Posted on May 25, 2012

According to Harvard Business Review contributor, Justin Fox, the $3 Billion JP Morgan Chase trading loss could be tracked down to one lowly tick.  It was a tick-borne illness that kept JP Morgan Chase's Ina Drew out of the office and off morning conference calls which she presided over.  These conference calls were crucial in maintaining alignment and perspective in the Chief Investment Office at JP Morgan Chase which Ina Drew ran.  According to a very detailed article in The New York Times, without Drew present to lead the team, the calls reportedly broke down into shouting matches and ego battles betweent her deputies in New York and London.

So, you might be asking, how does this struggle impact risk management at a major financial insitution?

When you think of risk management, most people think of pragmatic analysis involving information trends, set formulas and sophisticated data models.  However, when in comes to the extremely complex, moving target business risks that are inherit in today's large scale financial trading, risk management requires a great deal of human judgement pared with the ability to influence others. It was this type of judgement and influence that Ina Drew displayed during the financial crisis of 2008 which ultimately lead JP Morgan Chase out of the crisis in relatively good shape.  

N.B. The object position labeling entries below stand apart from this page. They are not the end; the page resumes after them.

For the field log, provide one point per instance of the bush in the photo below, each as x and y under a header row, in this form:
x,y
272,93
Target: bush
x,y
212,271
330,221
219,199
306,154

With Ina Drew;s absense, judgement in risk management practices was heavily influenced by the loudest voice.  Managing this type of argument in risk management is crucial since it is often the case that those who are the most certain are also more likely to be wrong.  According to Fox, "Successfully managing most of the biggest risks that businesses and societies face requires succesfully managing arguments about what exactly those risks are and how seriously they should be taken."  It would appear that the void left by Ina Drew was not successfully filled and the loudest voices prevailed.

Next time you think about powerful institituions, such as JP Morgan Chase, keep in mind that they could be vulnerable to events that might seem to be a small and insignificant.  Besides, who better to blame the $3 Billion trading loss on than the lowly tick.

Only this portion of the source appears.